- I -
He stood as the living embodiment of the Brotherhood's core values, built by his own hands into the man his birthright decreed. During the ten years of his ascent from lowly squire to respected Elder, he had shaped his image into that of a leader—a beacon that inspired others to follow. His people looked to him for validation and guidance, unmindful of his youthful age in light of his proven skills. No other individual shared his credentials, his drive, or his vision.
For his very soul was forged from eternal steel.
And yet, for one perched so high on the metallic pedestal, his gaze sometimes shifted from the horizon to the ground. He often caught himself watching the shine of golden blonde hair crossing the airport below. The Brotherhood's newest knight carried out her assignments diligently and without hesitation, and not a day went by where she failed to report in. She opted to wear the T-45 power armor instead of the newer T-60, a choice that struck him as both peculiar and disquieting.
Whenever she came in for new orders, he conducted himself with utmost decorum. But even as his outward composure remained stern and collected, everything inside grew more and more affected by her appearance.
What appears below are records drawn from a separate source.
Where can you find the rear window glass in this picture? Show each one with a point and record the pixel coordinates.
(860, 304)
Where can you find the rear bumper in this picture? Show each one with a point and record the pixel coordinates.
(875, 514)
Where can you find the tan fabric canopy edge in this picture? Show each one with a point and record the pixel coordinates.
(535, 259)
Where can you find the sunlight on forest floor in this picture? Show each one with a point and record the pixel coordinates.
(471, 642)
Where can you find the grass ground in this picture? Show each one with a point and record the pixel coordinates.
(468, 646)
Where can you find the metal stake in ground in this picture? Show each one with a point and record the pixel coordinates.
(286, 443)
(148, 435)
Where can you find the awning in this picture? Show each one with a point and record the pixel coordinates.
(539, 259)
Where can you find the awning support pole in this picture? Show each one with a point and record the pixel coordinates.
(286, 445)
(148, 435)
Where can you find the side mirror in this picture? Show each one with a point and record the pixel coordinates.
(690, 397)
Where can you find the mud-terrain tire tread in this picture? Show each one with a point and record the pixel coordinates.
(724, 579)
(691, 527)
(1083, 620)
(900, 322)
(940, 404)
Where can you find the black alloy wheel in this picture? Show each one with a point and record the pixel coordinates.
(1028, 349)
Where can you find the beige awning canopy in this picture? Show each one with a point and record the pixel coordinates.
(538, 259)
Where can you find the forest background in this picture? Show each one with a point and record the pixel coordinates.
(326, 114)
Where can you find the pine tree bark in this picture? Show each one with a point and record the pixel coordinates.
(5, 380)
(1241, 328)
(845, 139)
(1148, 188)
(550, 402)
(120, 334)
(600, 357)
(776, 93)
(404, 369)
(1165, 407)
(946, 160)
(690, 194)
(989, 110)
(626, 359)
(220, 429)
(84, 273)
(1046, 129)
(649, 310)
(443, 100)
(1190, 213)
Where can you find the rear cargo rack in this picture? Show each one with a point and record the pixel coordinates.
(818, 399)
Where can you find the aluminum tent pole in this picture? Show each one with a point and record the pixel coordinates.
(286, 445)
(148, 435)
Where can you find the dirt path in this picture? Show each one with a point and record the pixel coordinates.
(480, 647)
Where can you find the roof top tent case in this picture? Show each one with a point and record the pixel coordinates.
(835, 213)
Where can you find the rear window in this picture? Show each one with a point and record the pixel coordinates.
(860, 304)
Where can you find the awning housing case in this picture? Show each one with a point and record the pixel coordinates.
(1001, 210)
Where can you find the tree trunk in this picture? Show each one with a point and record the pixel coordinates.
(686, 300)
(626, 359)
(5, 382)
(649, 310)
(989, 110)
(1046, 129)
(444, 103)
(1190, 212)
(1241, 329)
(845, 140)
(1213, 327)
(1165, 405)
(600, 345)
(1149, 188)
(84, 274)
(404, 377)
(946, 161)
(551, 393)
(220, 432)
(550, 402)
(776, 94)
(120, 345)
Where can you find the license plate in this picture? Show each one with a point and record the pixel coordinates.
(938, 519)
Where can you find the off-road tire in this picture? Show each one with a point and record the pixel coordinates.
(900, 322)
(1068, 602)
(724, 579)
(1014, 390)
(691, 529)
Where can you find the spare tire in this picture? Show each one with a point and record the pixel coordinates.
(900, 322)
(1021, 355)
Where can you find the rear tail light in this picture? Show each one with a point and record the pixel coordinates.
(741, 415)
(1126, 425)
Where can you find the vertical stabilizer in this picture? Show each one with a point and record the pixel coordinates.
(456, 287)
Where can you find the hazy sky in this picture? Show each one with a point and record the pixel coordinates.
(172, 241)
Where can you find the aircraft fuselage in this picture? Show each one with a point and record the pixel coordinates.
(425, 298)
She sported defined Anglo-Saxon features, arguably generic, but also familiar in their structure. Icy blue eyes lured him in every time he met them, cool in expression and shrouded in mystery. He never gave any indication that he considered her different from the other knights, but he found himself assigning her missions meant for more seasoned officers, if only to ensure her return to the command deck when she completed the tasks.
For her part, she followed through with each order and brought back more than satisfactory results. He considered her proficiencies and abilities, aware of the frequent comparisons he drew. She impressed him, he admitted. And with every successful job she relayed back, the stalwart line he had set began to dissolve.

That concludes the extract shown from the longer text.